No han pasado 28 años, son 23, pero Boyle regresa a ese universo desde otro ángulo. Ya no hay sorpresa ni una civilización colapsando, sino una humanidad que ha sobrevivido —mal, muy mal— refugiada en una idealización del pasado que muchos ni siquiera vivieron: un paraíso perdido reconstruido desde la ruina.
Vemos a una comunidad que lo ha perdido todo aferrada a sus símbolos (la bandera, la reina Isabel) como vestigios de una identidad perdida que al reconstruirse se convierte en una copia algo patética en su exaltación mixtificada.
La historia transcurre en una Inglaterra postapocalíptica, donde esa comunidad de supervivientes vive cerca de una isla en la que aún están confinados los infectados.
El protagonista, Spike (Alfie Williams), es un niño de 12 años que lidia con la enfermedad terminal de su madre en un mundo sin médicos. Su padre (Aaron Taylor-Johnson) lo lleva de “cacería” a esa isla: comienza así un descenso a los infiernos.
Del terror al drama
El guion es obra de Alex Garland, colaborador habitual de Boyle desde La playa, donde ya exploraban los peligros de las comunidades cerradas. Hoy Garland es un director consagrado con títulos como Civil War o Warfare.
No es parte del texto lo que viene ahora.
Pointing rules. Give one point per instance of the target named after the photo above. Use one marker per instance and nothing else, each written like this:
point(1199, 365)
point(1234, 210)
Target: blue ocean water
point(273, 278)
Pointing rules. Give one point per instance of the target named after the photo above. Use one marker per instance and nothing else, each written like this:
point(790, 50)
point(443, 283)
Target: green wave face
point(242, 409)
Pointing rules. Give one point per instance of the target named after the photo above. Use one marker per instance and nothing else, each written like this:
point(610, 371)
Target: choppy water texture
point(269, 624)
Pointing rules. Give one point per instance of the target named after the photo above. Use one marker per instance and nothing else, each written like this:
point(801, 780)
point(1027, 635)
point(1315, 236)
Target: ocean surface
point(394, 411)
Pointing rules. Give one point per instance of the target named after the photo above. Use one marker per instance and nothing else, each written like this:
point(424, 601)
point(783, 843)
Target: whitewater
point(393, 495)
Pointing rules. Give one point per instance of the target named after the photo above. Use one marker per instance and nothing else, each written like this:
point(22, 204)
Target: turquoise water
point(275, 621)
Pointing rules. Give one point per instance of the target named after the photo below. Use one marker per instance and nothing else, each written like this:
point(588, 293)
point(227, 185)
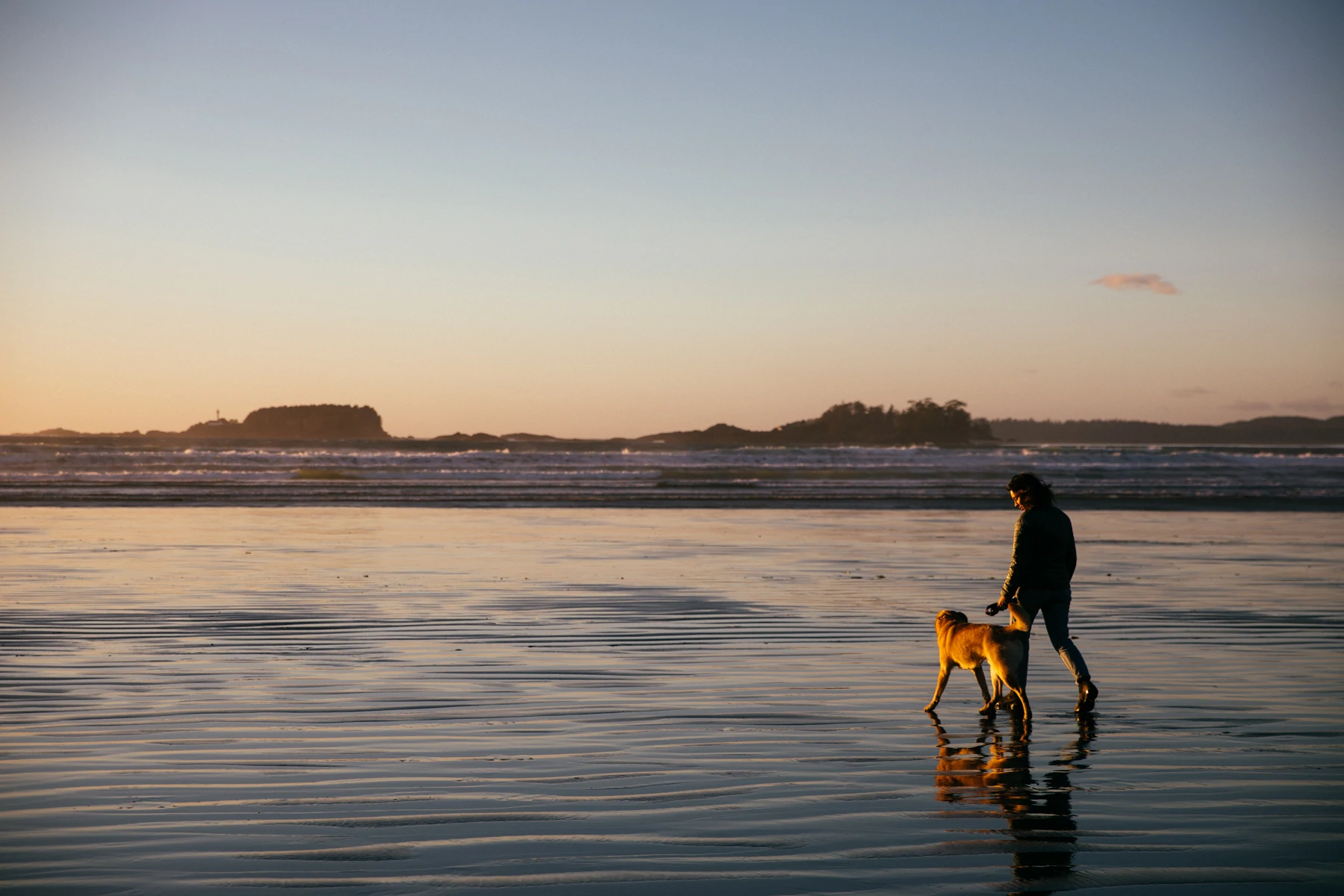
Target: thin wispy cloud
point(1250, 408)
point(1319, 405)
point(1149, 282)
La primera mitad del filme se apoya en el suspense físico y la brutalidad visual, con ecos de Deliverance (1972), pero también resonancias más contemporáneas, como el horror cotidiano en Gaza. La repetición obsesiva del poema Boots de Rudyard Kipling remite al colonialismo: a la opresión cíclica de los fuertes sobre los débiles.
Pero 28 años después no se conforma con ser una película de terror. En su tramo final, da un giro radical: Spike regresa a la zona de los infectados acompañado por su madre moribunda, en busca de un misterioso médico (Ralph Fiennes) que vive —literalmente— entre calaveras.
La película se transforma entonces en un drama espiritual sobre la aceptación de la muerte. Fiennes aporta carisma y hondura a unas secuencias desconcertantes pero poderosas, en una historia que se convierte, como por arte de magia, en una epopeya íntima sobre el tránsito a la madurez y la pérdida.
Boyle firma una obra extraña, valiente y desacomplejada, que mezcla géneros, evita fórmulas y se atreve a sentir compasión tanto por los infectados como por sus verdugos.
Funciona como metáfora de un mundo abonado a la nostalgia, cada vez más cerrado, más violento, más nacionalista. Lo mejor del filme es, precisamente, su rareza. Lo peor: que no siempre logra encajar todas sus piezas, y algunos cambios de tono resultan bruscos.
Aun así, 28 años después deja una impresión duradera: ambigua, incómoda, conmovedora. Por casualidades de la vida la he visto dos veces casi seguidas, y mejora con la segunda. Como los buenos (o malos) virus, se te queda dentro.